Ireland’s memorial records, 1914–1918 (1923) were published during the height of the postwar Arts and Crafts movement in Ireland, a period of burgeoning modernism among Irish and European artists and writers. Harry Clarke, the Dublin illustrator and acclaimed stained-glass artist who had recently made his reputation with his windows for Cork city’s Honan Chapel, accepted a commission to design a title page and nine decorative borders for these rolls of the Irish war dead. Following Irish Arts and Crafts practice, the title page for each volume was distinctly Celtic in its design, whereas the eight engravings repeated on the following pages of each volume demonstrated Clarke’s extraordinary syncretistic talents. In them he combined his documentary and imaginative renderings of regimental badges, heavy artillery, grenades, tanks and airplanes, the Virgin and Child, and a number of Christian saints, all within decorative knot work and scrolls. Privately funded, the publication of this eight-volume set by Maunsel and Roberts occurred during the early years of the new Free State’s recovery from a bitter civil war following independence. Inevitably, the project became part of ongoing Irish political debate about the appropriateness of commemorating another country’s war.

Commission

The Memorial Records volumes were commissioned in 1919, shortly after Sir John French assumed his position as lord lieutenant of Ireland (Johnson, “Spectacle” 44). In addition to his role as a commander on the Western Front, where Irish regiments served at the battles of Mons, the Aisne, and Neuve Chappelle, French maintained [End Page 7] a long-standing connection with Nevil Macready, one of the first army commanders to recognize the enormity of the task of recording burial locations of servicemen who died on the Western Front (Stamp 72). After the armistice Macready became an advisor to the new Imperial War Graves Commission (IWGC),1 and shortly before the Irish Peace Day celebration in Dublin on 18 July 1919, French hosted a planning meeting at the Viceregal Lodge in Phoenix Park.
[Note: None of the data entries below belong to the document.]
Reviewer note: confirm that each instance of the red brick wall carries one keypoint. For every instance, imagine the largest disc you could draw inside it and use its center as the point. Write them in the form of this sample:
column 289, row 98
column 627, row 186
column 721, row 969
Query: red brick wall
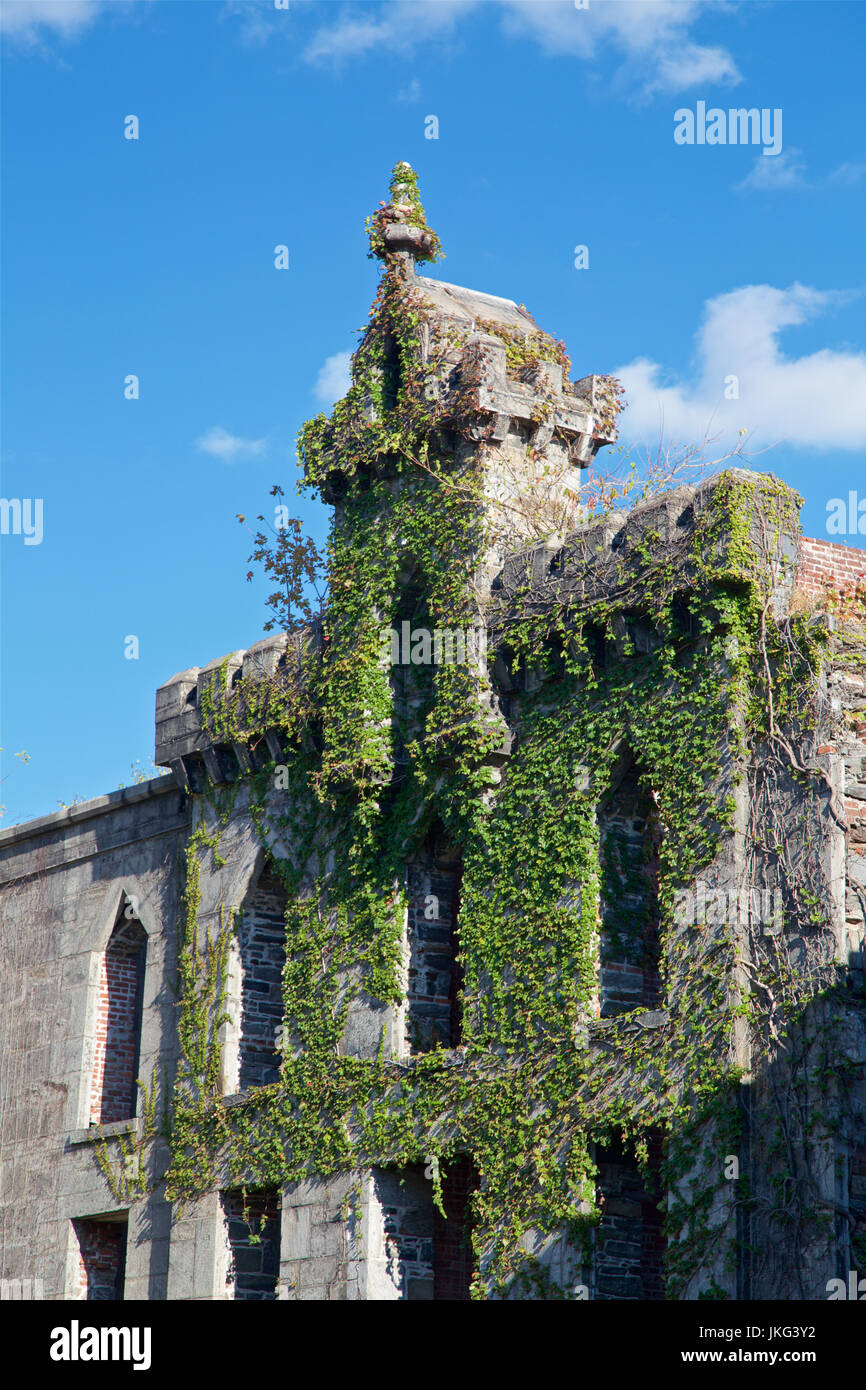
column 113, row 1091
column 453, row 1260
column 630, row 1244
column 822, row 562
column 102, row 1258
There he proposed the creation of a national war memorial for Ireland—ideally a permanent structure that would house books of remembrance and become a site of contemplation for families of the dead and missing.

Principal nationalist leaders and many citizens opposed celebrations of victory and commemorative ceremonies for the Irish World War I dead. Among the ambivalent responses to commemoration were cases such as the “wild disorder” that broke out at a Peace Day celebration in 1919, when a group of students sang the revolutionary “Soldier’s Song” as a coda to “God Save the King” (Jeffery 115). Nationalists remembered not only Britain’s 1919 declaration of illegality of Ireland’s self-proclaimed first Dáil, but also the earlier executions, imprisonments, and raids that followed the Easter Rising. Many of those vividly recalled events, it is worth noting, had been ordered as reprisals by French in his position as commander of British Home Forces. The opposition to or absence from the celebrations by nationalists was a harbinger of how any commemorative efforts would be received in postwar Ireland.

Following a long period of dissent about the appropriateness of an Irish memorial to the First World War, only in 1938 did Ireland complete the British architect Edwin Lutyens’s design for a national war memorial featuring four bookrooms (Lutyens, Certification). Prior [End Page 8] to 1914 Lutyens had refurbished several Irish great houses in the Arts and Crafts style, principally private homes on Lambay Island and at Howth. He was also widely recognized for his war memorial work as one of three principal architects for the IWGC. The bookrooms were intended to display the Memorial Records in a memorial park serving as a space of beauty and contemplation (Lutyens, Drawings). For half a century, however, that elaborate park sat unused at its site in Islandbridge, where it was victimized by vandals and populated by vagrants until it was finally officially dedicated in 1988 (Leonard 66–67). A full set of the Memorial Records is currently displayed in the locked southeast bookroom of the park (figure 1).